Outside of some specific scenarios where I really need the smallest footprint possible, most of the time I prefer something more moderate. I like working with a camera that’s just big enough to give me some stability when shooting handheld, but not so big that it’s uncomfortable on a long shoot day. The C70 fits right into that range.
The sensor in this camera also goes a long way with regards to versatility. Time will tell if it really delivers 16+ stops of DR, but even at 14 that would be plenty for virtually any type of production, from natural light guerrilla shoots to bigger budget commercials.
Super 35mm is also the right format for those of us who juggle a multitude of project types. Full frame is overkill for most projects, and despite its popularity right now with the filmmaking community, S35 is still my personal preference most of the time.
Naturally then, I was thrilled to discover the Canon C70 had a Super 16mm crop mode. This would allow me to use my Super 16mm lenses on the camera, and punch in on my S35mm to simulate a Super 16mm look. I know this isn’t the biggest selling feature for most filmmakers, but oddly enough for myself it is!
Another huge consideration for me is built-in ND filters. After getting spoiled with them on cameras like the C100 and URSA Mini Pro 4.6K, it’s kind of frustrating to work without them now. The fact that the C70 includes built in NDs makes it all that more enticing. I wish more cameras would include built in NDs, and am surprised more manufacturers aren’t making this a priority.
The integration of new R Mount is a great choice as well, as it allows you to use all the new Canon mirrorless R-series lenses, as well as any EF lenses with an adapter. Canon even offers a 0.71x speed-booster style adapter, converting your full frame EF lenses to Super 35mm R lenses.
The C70 records to H264 and H265 up to 260 Mb/s internally at 10bit, which is fantastic. Even the C200 doesn’t do this, although the C200 can record RAW internally whereas the C70 can not.

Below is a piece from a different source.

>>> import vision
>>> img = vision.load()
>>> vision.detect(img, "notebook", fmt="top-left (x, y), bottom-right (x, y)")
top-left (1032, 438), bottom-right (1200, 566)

Although I would have loved to have seen a compressed RAW recording option included, it really isn’t a deal breaker for me. If I really had a need for RAW I would just use an external recorder, and 99% of the time I would be happy with the 10bit internal record options.

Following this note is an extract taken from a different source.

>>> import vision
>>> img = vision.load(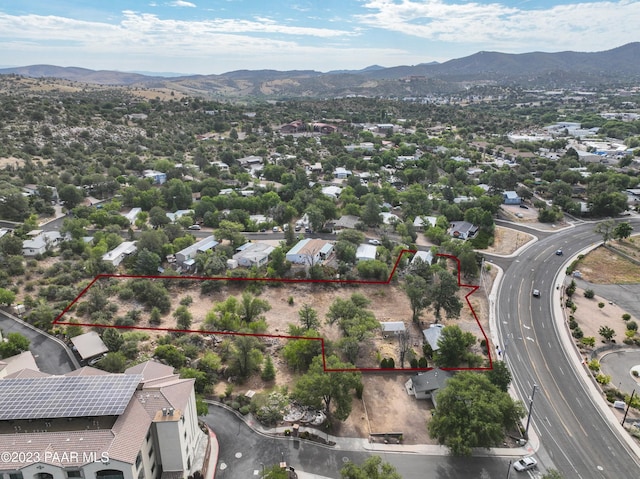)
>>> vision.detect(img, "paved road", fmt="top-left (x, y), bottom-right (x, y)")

I also really like the camera’s ability to simultaneously record full resolution and proxy files to SD cards. For some jobs this would be a lifesaver and dramatically improve the post-production workflow.
And given the amount of time I spend creating and using color grading LUTs, the C70’s ability to display custom LUTs is of particular significance.

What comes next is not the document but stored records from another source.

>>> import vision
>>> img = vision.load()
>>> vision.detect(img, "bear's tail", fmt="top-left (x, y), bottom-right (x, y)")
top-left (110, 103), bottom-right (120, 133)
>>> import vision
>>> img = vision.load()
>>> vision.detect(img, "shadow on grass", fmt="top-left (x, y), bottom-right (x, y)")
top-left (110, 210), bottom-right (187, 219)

Does this camera have every feature in the book? Of course not.
It maxes out at 4K, doesn’t record RAW, doesn’t shoot full frame, and lacks a handful of other features that some filmmakers clamor for.
But when purchasing a camera, you have to decide which features actually matter to you. With the C70, most of the features that it’s lacking simply aren’t important to me, and perhaps may not be to you either.
But the features that it does offer are quite unique, not just in their functionality but in their application.
For jack of all trades filmmakers looking for the most versatile camera, I have to imagine the C70 is going to be hard to beat. Not many other cameras are going to offer this level of performance and versatility straight out of the box without accessories.
Cameras like the RED Komodo are exciting for different reasons – because they specialize. The Komodo will undoubtably be an amazing tool for low budget narrative/commercial filmmakers in need of raw, high resolution recording on a budget, just as an example.
But for those in need of a single tool that can do it all, the C70 might just do the trick.
I’m not sure whether I’ll end up buying this camera, as I have a few others that serve my needs quite well right now. But if I didn’t own anything and was looking for one camera to cover my bases, the C70 would be a major contender. If it were priced under $3K, it would fly off the shelves, but perhaps we’ll arrive at that price point with the rumored C50 in the future.
I’ll aim to post an update on the C70 down the line once I have an opportunity to actually shoot with the camera in the field.
What do you think? Is the Canon C70 a camera that could work for your needs?